# Norton Ghost 2003



## bobotubu (Jan 19, 2003)

Hello, I have recently upgraded to norton ghost 2003 and have made an
image of my NTFS partition onto another NTFS drive. Afteri did this i
tested the image and was thrilled that it worked fine. I then
porceeded to use easy cd creator to burn the .gho file to a cd. Once
on the cd, I booted into Dos with my new Ghost Boot Disk. When
selecting my cd-rom, the image failed to show up. (instead it just
said somthing like "ghost image/file") Upon clicking that, i received
an "error 1972, the image was not created in ghost". I than tried to
make a bootable cd.
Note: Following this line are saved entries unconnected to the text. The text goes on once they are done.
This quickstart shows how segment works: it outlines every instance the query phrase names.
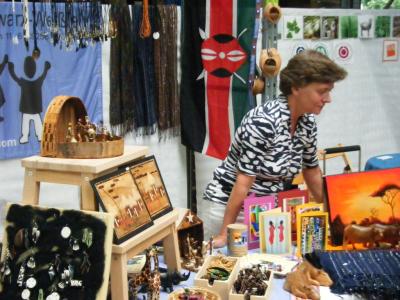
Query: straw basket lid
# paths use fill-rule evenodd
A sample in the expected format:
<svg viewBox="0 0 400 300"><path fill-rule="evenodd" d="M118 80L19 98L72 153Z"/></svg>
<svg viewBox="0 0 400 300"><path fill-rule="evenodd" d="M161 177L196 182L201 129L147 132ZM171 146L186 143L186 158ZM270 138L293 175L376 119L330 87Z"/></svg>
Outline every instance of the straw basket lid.
<svg viewBox="0 0 400 300"><path fill-rule="evenodd" d="M85 105L78 97L56 96L50 102L43 125L40 154L57 156L57 145L65 142L68 123L75 123L87 115Z"/></svg>
<svg viewBox="0 0 400 300"><path fill-rule="evenodd" d="M172 293L169 294L168 300L181 300L182 298L179 298L179 296L182 295L188 295L188 296L201 296L203 297L202 299L205 300L221 300L221 297L208 289L205 288L200 288L200 287L190 287L190 288L180 288Z"/></svg>

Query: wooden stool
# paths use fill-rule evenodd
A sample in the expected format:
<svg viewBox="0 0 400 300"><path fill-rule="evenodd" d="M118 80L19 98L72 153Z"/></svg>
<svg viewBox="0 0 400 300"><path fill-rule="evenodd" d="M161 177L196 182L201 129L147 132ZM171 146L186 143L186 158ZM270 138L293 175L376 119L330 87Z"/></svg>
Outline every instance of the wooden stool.
<svg viewBox="0 0 400 300"><path fill-rule="evenodd" d="M31 156L21 160L25 168L23 204L39 204L41 182L78 185L80 208L98 210L90 180L116 170L119 166L148 154L146 146L125 146L121 156L102 159L70 159Z"/></svg>
<svg viewBox="0 0 400 300"><path fill-rule="evenodd" d="M164 262L169 271L180 271L178 237L175 222L178 209L156 219L154 225L119 245L113 245L111 258L111 297L113 300L128 300L128 259L134 257L154 243L162 240Z"/></svg>

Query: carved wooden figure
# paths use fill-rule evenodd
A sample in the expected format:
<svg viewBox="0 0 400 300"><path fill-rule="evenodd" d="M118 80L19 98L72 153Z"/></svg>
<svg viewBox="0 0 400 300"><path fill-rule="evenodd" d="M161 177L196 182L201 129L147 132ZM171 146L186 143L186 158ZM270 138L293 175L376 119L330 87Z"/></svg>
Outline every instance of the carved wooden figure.
<svg viewBox="0 0 400 300"><path fill-rule="evenodd" d="M332 284L328 273L315 268L308 261L303 261L295 271L287 275L283 288L296 297L319 300L320 296L315 287Z"/></svg>
<svg viewBox="0 0 400 300"><path fill-rule="evenodd" d="M377 246L379 246L379 242L389 243L392 248L398 246L400 242L400 225L372 224L371 227L382 231L383 237L377 242Z"/></svg>
<svg viewBox="0 0 400 300"><path fill-rule="evenodd" d="M153 259L154 270L151 270L151 259ZM158 267L158 256L155 248L146 249L146 264L142 272L133 276L129 280L130 287L133 290L133 298L137 299L137 292L142 285L147 285L147 299L160 299L160 271Z"/></svg>
<svg viewBox="0 0 400 300"><path fill-rule="evenodd" d="M362 243L365 247L373 248L375 243L382 238L383 232L378 228L349 224L344 228L343 249L346 249L348 244L352 244L353 249L356 249L355 243Z"/></svg>

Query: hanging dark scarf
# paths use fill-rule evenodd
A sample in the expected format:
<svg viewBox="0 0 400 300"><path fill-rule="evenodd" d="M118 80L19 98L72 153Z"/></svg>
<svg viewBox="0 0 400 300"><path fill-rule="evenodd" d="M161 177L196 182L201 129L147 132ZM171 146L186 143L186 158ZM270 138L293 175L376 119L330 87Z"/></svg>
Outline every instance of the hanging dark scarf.
<svg viewBox="0 0 400 300"><path fill-rule="evenodd" d="M160 38L154 41L154 65L157 82L157 124L159 136L179 135L180 103L177 80L177 7L159 5L156 28ZM158 25L158 26L157 26Z"/></svg>
<svg viewBox="0 0 400 300"><path fill-rule="evenodd" d="M154 40L140 37L143 9L141 5L132 6L135 129L138 134L153 134L156 129ZM154 8L149 7L151 27L154 22Z"/></svg>
<svg viewBox="0 0 400 300"><path fill-rule="evenodd" d="M110 124L125 135L135 128L132 20L126 0L113 4L110 11L110 24L115 22L117 30L111 40Z"/></svg>

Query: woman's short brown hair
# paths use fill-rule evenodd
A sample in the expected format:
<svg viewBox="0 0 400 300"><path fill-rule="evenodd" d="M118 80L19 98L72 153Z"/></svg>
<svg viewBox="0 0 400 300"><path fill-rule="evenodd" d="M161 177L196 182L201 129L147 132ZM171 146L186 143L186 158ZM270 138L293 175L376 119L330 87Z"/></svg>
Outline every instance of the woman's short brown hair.
<svg viewBox="0 0 400 300"><path fill-rule="evenodd" d="M293 56L281 71L279 89L288 96L292 93L292 87L304 87L313 82L335 83L346 75L346 70L326 55L305 50Z"/></svg>

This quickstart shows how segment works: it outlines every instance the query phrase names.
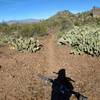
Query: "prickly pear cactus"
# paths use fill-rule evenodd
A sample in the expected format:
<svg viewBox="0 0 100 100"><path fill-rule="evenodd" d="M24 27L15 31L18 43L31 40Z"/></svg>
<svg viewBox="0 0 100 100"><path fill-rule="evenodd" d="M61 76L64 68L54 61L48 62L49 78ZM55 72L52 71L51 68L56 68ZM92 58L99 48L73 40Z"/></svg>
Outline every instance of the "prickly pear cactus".
<svg viewBox="0 0 100 100"><path fill-rule="evenodd" d="M35 40L34 38L18 38L18 39L11 39L10 40L11 45L21 52L36 52L40 49L40 44L38 40Z"/></svg>
<svg viewBox="0 0 100 100"><path fill-rule="evenodd" d="M66 32L58 43L69 44L74 48L74 54L82 52L92 56L100 55L100 29L91 27L74 27Z"/></svg>

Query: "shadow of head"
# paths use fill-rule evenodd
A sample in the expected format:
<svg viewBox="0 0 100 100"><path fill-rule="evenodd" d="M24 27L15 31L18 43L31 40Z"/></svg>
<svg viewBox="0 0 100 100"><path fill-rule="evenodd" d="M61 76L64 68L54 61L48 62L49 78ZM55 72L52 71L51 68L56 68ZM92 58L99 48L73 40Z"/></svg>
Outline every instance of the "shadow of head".
<svg viewBox="0 0 100 100"><path fill-rule="evenodd" d="M65 73L65 69L60 69L59 71L58 71L58 76L66 76L66 73Z"/></svg>

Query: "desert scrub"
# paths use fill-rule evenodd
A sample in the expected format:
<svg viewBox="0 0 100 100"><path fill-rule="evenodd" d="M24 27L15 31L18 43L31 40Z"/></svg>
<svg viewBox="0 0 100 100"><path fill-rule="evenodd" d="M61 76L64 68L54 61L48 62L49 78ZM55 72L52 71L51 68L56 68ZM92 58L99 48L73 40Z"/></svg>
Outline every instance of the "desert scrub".
<svg viewBox="0 0 100 100"><path fill-rule="evenodd" d="M9 36L8 34L0 34L0 46L8 43L10 39L11 36Z"/></svg>
<svg viewBox="0 0 100 100"><path fill-rule="evenodd" d="M21 52L36 52L40 49L40 44L38 40L31 38L12 38L9 42L11 46Z"/></svg>
<svg viewBox="0 0 100 100"><path fill-rule="evenodd" d="M74 54L82 52L92 56L100 55L100 29L88 26L74 27L58 40L60 44L69 44Z"/></svg>
<svg viewBox="0 0 100 100"><path fill-rule="evenodd" d="M47 26L44 23L39 22L32 25L23 25L19 31L19 36L33 37L44 36L47 34Z"/></svg>

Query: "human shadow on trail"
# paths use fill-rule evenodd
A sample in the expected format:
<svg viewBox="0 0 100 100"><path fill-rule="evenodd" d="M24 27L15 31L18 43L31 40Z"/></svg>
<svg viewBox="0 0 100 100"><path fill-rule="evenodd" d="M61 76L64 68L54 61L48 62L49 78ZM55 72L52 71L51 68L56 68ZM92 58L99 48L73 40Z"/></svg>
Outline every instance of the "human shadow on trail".
<svg viewBox="0 0 100 100"><path fill-rule="evenodd" d="M43 80L47 80L52 83L51 100L70 100L72 94L75 95L77 100L88 99L86 96L74 91L72 82L75 81L69 77L66 77L65 69L60 69L56 74L58 75L56 79L39 75L39 77Z"/></svg>
<svg viewBox="0 0 100 100"><path fill-rule="evenodd" d="M60 69L59 72L56 74L58 74L58 77L54 80L51 80L51 100L70 100L72 91L74 89L71 81L74 82L74 80L69 77L66 77L65 69Z"/></svg>

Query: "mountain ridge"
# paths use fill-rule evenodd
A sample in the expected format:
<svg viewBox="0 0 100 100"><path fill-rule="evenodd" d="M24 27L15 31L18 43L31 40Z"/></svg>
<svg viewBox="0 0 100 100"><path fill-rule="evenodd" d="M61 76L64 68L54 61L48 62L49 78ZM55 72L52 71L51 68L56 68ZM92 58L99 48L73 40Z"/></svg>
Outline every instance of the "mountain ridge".
<svg viewBox="0 0 100 100"><path fill-rule="evenodd" d="M7 24L30 24L30 23L38 23L40 22L39 19L20 19L20 20L9 20Z"/></svg>

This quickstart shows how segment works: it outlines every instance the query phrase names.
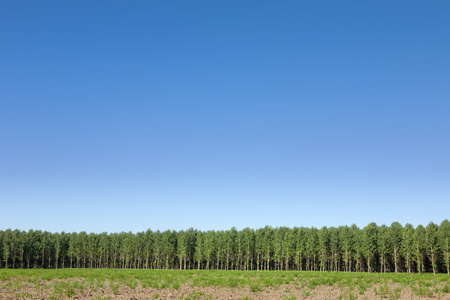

That also resulted in an "error 1972", accept
this time it said "the current disk is not the 1st in the set". I
tried using an ms-dos bootdisk instead of pc-dos which also didn't
work. I have found out about
http://service1.symantec.com/SUPPORT/ghost.nsf/docid/2002101011320025
?Open&src=w andhave assigned a letter to the drive.
How does this fix work if it is based on a setting in windows, while
ghost runs off of pc dos? should i set this before i burn the cd?
before i make a boot disk? (the cd also doesn't work on my normal
cd-rom). Does ANYBODY know how tofix this??? My old version of ghost
worked fine (6.0) If anyone know how to fix this problem please help me. I'm using windows 2000 sp3.
Please help!! Thanks in advance. This is greatly appreciated.


----------



## johnwill (Sep 26, 2002)

Have you tried to let GHOST write directly to the CD-RW drive? That's the sure way to make CD images.


----------



## Der Rabe (Jun 27, 2002)

You mush have an awfully small hard drive for it to fit to one cd.


----------



## johnwill (Sep 26, 2002)

GHOST spans CD's automatically as it writes the image, you can have as large an image as you like.

FWIW, I routinely only have 2-3gigs on my boot partition, since I keep all my data on other partitions. Makes it a lot easier to backup or restore if I don't have to screw around with lots of data...


----------